Sendo alguém que acredita que a música pode transcender barreiras culturais, que acham que pode fazer a música, especialmente a vossa música, no contexto de crise em que nos encontramos (tensão entre o Japão e a China, crise económica na Zona Euro, protestos no Médio Oriente...)?

Acredito que a música é uma ponte onde as pessoas se podem encontrar e interagir. Se a música pode derrubar as fronteiras de país, classe, política, e tudo entre elas, então é verdadeiramente um milagre. Existem tantas coisas que nos dividem. A música, e muitas outras formas de arte, têm essa capacidade de apagar as linhas que nos dividem. No fim das contas todos os seres humanos são feitos do mesmo material.
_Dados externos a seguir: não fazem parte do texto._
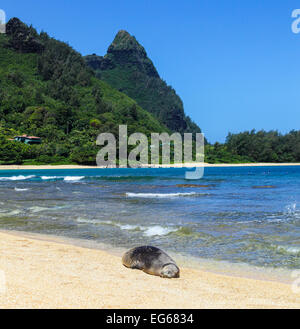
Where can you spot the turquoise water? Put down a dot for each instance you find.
(237, 214)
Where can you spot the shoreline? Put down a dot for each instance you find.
(186, 165)
(42, 273)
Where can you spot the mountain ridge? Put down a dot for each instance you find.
(127, 68)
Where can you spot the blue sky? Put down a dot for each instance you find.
(234, 63)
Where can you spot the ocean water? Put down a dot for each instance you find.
(247, 215)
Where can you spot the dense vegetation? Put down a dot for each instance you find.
(127, 68)
(47, 90)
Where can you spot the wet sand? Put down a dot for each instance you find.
(47, 274)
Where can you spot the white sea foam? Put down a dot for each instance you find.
(14, 178)
(159, 230)
(11, 213)
(155, 230)
(148, 230)
(159, 195)
(289, 249)
(36, 209)
(73, 178)
(50, 177)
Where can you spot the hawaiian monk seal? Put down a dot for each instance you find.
(152, 261)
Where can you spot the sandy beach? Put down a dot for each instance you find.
(185, 165)
(46, 274)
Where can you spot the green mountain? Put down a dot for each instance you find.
(127, 68)
(47, 90)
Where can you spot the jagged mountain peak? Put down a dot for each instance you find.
(124, 41)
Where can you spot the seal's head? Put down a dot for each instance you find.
(170, 271)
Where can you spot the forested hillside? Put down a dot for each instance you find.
(47, 90)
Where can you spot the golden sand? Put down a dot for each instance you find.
(46, 274)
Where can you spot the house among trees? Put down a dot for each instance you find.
(28, 139)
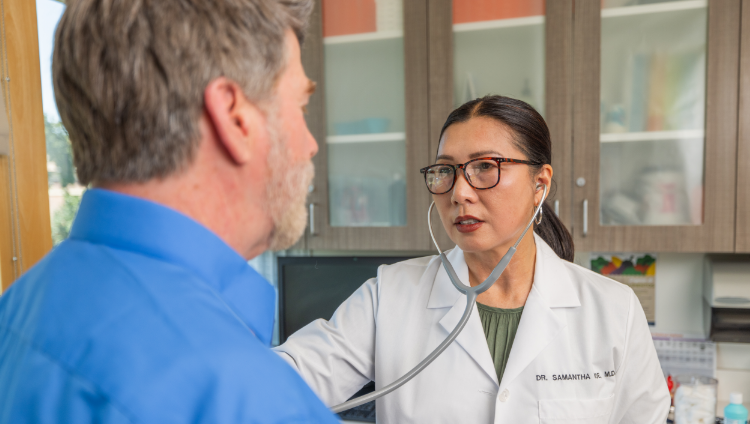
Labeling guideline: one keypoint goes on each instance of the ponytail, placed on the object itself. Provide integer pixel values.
(531, 136)
(554, 233)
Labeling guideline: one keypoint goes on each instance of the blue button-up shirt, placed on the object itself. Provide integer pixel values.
(144, 316)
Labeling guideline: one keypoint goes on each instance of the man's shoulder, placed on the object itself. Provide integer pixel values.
(150, 337)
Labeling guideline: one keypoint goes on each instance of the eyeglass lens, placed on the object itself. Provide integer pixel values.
(480, 174)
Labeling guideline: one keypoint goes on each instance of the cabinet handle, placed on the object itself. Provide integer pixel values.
(585, 217)
(312, 219)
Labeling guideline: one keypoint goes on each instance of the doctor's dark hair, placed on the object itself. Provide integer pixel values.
(531, 137)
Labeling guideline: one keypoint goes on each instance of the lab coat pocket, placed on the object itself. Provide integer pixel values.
(578, 411)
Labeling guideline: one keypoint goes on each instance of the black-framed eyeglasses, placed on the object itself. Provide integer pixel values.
(481, 173)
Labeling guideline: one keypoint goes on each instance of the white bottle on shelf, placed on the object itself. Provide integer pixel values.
(389, 15)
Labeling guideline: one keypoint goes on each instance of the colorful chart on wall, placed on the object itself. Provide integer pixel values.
(636, 270)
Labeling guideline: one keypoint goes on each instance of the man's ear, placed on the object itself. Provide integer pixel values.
(238, 123)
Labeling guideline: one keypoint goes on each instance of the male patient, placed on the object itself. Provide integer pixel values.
(186, 118)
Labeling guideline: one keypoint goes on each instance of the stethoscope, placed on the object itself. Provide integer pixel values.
(471, 298)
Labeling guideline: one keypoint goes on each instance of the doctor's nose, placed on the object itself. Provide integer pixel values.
(462, 191)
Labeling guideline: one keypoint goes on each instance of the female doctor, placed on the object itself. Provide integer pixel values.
(549, 342)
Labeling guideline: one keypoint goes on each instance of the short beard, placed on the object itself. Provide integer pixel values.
(286, 193)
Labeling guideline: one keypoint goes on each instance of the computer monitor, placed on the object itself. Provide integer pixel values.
(313, 287)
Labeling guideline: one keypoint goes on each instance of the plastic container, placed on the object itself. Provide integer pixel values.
(735, 413)
(695, 399)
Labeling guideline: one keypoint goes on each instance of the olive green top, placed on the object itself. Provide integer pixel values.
(500, 326)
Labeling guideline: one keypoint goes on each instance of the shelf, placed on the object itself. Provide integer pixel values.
(648, 9)
(652, 136)
(365, 138)
(500, 23)
(363, 37)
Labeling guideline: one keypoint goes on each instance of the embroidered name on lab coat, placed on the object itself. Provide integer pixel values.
(560, 377)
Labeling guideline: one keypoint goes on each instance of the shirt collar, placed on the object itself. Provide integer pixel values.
(551, 278)
(133, 224)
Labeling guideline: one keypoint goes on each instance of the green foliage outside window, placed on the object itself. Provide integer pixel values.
(62, 175)
(59, 152)
(63, 218)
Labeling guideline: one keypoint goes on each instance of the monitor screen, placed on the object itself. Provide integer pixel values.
(313, 287)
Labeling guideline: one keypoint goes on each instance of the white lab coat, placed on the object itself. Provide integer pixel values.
(583, 352)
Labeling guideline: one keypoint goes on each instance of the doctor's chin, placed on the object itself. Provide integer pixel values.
(374, 211)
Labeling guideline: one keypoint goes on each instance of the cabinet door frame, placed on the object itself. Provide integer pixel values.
(558, 64)
(415, 235)
(742, 243)
(25, 229)
(716, 234)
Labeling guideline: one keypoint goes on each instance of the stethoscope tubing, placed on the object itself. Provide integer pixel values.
(471, 297)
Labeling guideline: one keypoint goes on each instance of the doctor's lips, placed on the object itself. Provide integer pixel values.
(467, 223)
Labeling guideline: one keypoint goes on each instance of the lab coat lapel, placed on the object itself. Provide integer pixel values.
(444, 295)
(542, 320)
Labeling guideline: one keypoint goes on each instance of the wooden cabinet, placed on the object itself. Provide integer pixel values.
(642, 102)
(649, 171)
(369, 115)
(25, 235)
(742, 240)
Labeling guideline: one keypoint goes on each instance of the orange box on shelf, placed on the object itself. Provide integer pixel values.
(342, 17)
(465, 11)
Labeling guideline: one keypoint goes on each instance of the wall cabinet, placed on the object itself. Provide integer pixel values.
(642, 100)
(655, 125)
(742, 240)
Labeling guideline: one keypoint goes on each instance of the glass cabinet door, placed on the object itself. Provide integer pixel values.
(498, 48)
(369, 57)
(652, 113)
(655, 124)
(364, 101)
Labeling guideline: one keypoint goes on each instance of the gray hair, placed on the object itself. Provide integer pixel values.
(129, 75)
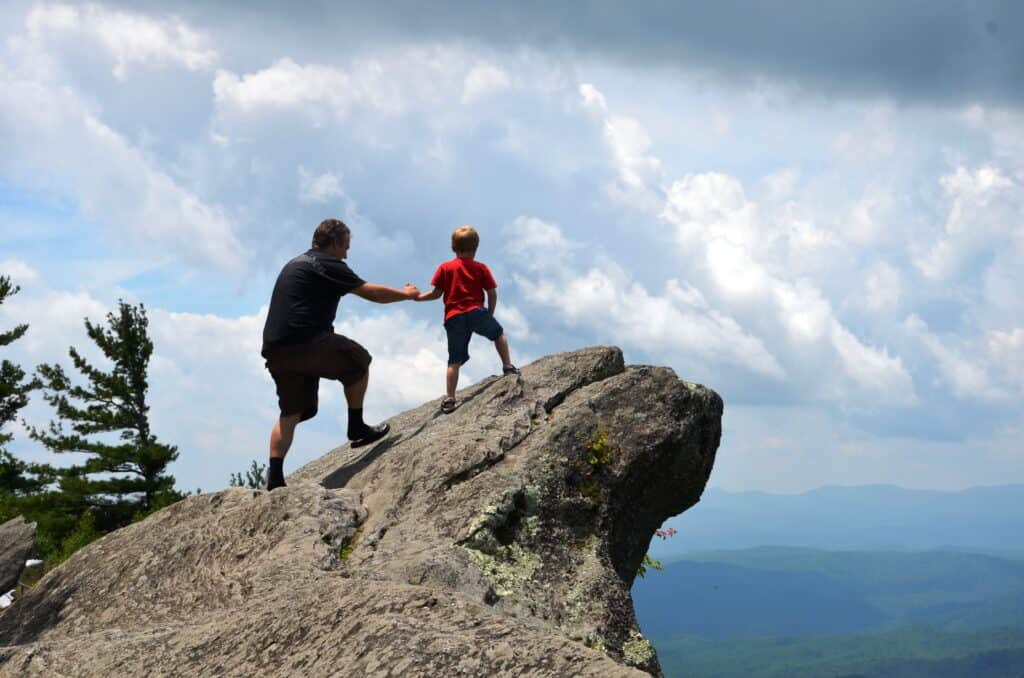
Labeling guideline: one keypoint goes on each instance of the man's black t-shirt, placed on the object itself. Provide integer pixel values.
(305, 298)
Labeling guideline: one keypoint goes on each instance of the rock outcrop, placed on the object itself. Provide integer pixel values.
(17, 544)
(501, 540)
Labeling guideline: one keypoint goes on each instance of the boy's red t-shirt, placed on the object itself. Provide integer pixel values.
(463, 282)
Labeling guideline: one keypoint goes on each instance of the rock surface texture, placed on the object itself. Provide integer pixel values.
(501, 540)
(17, 544)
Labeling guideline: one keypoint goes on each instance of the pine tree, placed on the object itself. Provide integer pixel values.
(13, 388)
(16, 477)
(118, 481)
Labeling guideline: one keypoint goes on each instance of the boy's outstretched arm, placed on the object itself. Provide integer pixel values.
(430, 296)
(492, 300)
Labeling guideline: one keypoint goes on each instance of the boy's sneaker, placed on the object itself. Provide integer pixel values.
(373, 434)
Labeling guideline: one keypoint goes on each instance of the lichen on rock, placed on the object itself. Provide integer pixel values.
(461, 543)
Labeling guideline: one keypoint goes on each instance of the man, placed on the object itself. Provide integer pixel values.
(300, 345)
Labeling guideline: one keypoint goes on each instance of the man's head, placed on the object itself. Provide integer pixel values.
(332, 236)
(465, 240)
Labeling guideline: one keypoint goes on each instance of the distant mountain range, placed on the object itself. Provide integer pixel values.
(791, 611)
(858, 517)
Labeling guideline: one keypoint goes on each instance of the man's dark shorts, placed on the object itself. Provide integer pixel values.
(460, 328)
(298, 369)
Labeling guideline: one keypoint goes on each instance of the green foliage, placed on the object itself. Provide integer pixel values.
(592, 491)
(348, 545)
(118, 480)
(255, 477)
(83, 534)
(904, 651)
(600, 451)
(648, 562)
(15, 476)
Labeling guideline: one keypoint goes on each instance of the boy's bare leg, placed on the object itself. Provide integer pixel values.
(452, 379)
(502, 344)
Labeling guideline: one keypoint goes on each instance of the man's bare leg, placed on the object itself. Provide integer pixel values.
(281, 440)
(355, 391)
(358, 431)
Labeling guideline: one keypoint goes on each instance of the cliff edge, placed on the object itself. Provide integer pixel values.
(500, 540)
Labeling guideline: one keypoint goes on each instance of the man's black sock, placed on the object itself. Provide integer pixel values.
(275, 473)
(356, 427)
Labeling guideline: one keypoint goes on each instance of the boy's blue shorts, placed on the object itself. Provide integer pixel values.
(460, 328)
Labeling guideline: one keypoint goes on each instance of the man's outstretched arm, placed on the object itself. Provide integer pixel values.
(384, 295)
(435, 293)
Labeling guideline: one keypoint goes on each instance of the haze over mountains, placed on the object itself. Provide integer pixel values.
(861, 517)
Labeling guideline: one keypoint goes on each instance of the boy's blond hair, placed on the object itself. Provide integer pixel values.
(465, 239)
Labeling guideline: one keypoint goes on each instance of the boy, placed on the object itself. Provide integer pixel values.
(463, 282)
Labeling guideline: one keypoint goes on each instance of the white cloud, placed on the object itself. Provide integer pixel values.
(1006, 354)
(484, 80)
(320, 188)
(968, 378)
(985, 206)
(882, 288)
(129, 38)
(285, 84)
(748, 263)
(606, 301)
(639, 171)
(52, 140)
(18, 271)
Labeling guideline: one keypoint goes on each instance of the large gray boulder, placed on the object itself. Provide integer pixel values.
(501, 540)
(17, 544)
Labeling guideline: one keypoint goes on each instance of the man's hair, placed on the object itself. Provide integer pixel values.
(465, 239)
(330, 231)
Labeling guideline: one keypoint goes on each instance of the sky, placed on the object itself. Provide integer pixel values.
(815, 210)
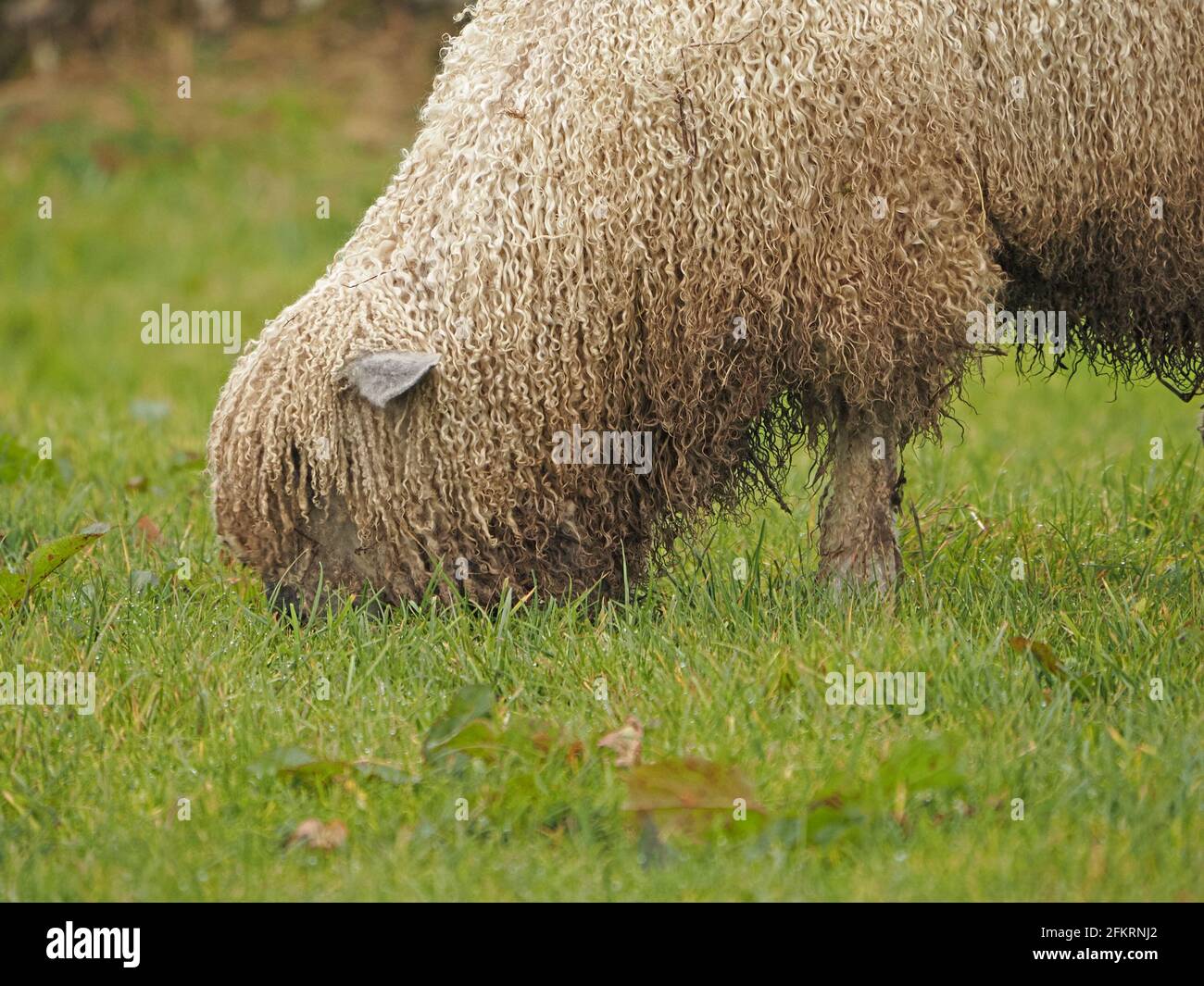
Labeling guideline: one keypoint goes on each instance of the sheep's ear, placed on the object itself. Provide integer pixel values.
(380, 377)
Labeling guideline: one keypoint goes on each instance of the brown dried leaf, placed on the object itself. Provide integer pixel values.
(626, 743)
(316, 834)
(148, 529)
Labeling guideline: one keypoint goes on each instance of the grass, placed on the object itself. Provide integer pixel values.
(209, 205)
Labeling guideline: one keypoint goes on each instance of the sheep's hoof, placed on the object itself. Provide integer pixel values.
(283, 598)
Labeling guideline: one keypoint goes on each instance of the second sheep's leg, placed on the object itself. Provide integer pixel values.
(859, 544)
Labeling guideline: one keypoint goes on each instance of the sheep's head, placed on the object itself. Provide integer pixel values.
(376, 441)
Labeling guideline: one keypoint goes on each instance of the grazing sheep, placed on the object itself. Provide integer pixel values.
(713, 231)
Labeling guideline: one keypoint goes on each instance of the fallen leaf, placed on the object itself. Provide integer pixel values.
(690, 796)
(316, 834)
(1042, 652)
(148, 529)
(44, 561)
(626, 742)
(295, 764)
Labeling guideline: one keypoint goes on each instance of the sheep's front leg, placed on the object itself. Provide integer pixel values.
(858, 540)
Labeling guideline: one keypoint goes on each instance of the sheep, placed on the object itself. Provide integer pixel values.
(734, 231)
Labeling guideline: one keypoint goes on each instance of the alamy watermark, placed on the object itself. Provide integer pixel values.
(1019, 328)
(180, 328)
(877, 688)
(51, 688)
(606, 448)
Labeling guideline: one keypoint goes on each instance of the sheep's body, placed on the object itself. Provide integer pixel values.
(735, 227)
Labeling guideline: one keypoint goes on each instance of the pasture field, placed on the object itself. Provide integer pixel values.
(1054, 596)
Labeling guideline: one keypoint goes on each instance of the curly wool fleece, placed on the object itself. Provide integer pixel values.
(734, 228)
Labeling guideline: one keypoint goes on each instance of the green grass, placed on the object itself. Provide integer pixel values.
(196, 682)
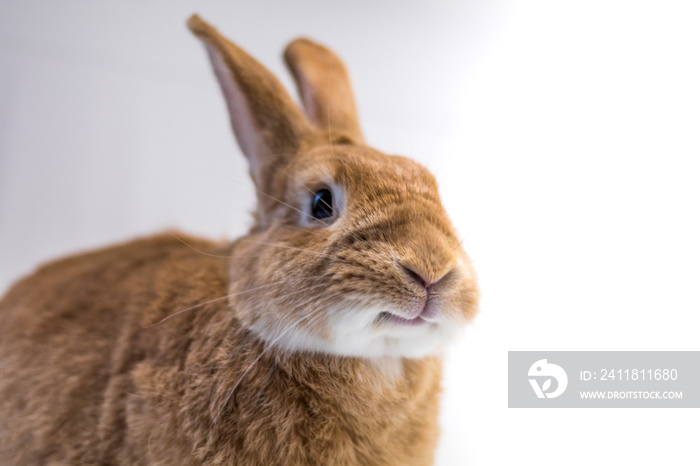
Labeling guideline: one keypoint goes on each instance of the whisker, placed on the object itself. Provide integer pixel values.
(274, 198)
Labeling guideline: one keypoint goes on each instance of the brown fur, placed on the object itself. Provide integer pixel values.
(160, 351)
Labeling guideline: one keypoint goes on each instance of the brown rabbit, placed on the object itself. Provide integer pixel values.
(314, 339)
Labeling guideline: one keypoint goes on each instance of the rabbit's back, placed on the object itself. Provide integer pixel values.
(73, 331)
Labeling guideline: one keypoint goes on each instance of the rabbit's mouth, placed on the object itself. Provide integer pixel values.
(424, 314)
(390, 318)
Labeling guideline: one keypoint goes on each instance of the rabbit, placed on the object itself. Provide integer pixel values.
(316, 338)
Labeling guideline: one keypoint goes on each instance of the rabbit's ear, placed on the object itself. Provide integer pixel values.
(325, 89)
(268, 125)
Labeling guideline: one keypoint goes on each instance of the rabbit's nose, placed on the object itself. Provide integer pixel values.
(422, 275)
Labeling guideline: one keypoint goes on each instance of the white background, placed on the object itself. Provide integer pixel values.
(564, 136)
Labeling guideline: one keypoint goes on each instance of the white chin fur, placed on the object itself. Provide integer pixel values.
(355, 334)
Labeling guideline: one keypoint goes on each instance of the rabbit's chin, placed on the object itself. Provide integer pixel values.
(365, 333)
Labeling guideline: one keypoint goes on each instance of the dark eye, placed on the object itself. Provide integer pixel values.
(322, 205)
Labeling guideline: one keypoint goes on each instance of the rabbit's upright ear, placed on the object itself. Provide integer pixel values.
(268, 125)
(325, 89)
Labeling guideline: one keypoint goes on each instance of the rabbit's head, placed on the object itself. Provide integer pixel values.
(351, 252)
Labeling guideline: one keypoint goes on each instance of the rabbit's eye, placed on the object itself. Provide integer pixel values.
(322, 205)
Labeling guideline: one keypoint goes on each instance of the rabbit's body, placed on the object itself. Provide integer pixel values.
(84, 382)
(313, 339)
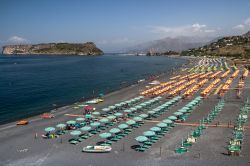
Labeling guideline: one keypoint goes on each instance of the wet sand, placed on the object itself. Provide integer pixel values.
(20, 147)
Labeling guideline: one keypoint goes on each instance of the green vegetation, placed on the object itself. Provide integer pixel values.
(233, 46)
A música dos Mono tem no geral um sentimento fortemente melancólico. Nós portugueses temos este conceito a que chamamos "saudade", que é uma sensação de perda e nostalgia em relação a alguém que pode não voltar ou algo que não podemos reviver. Ao mesmo tempo, os japoneses têm o conceito de mono no aware, que me parece bastante semelhante, mas mais gentil, isto é, de uma perda que se aceita como inevitável. Comparando a vossa música a estas emoções, preferem ser vistos como uma banda de "música triste", ou de "música alegre"? Ou depende de quem ouve?

Depende mesmo de quem ouve. Através do sentimento melancólico, espero que encontrem alguma paz de espírito e esperança. O sentimento que esperamos transmitir é o de encontrar a luz após percorrer a escuridão.

Olhando para os últimos treze anos de existência, que consideram o grande feito dos Mono?

Ainda estarmos juntos enquanto banda, continuarmos a fazer música e interagir com os fãs. São os nossos grandes feitos.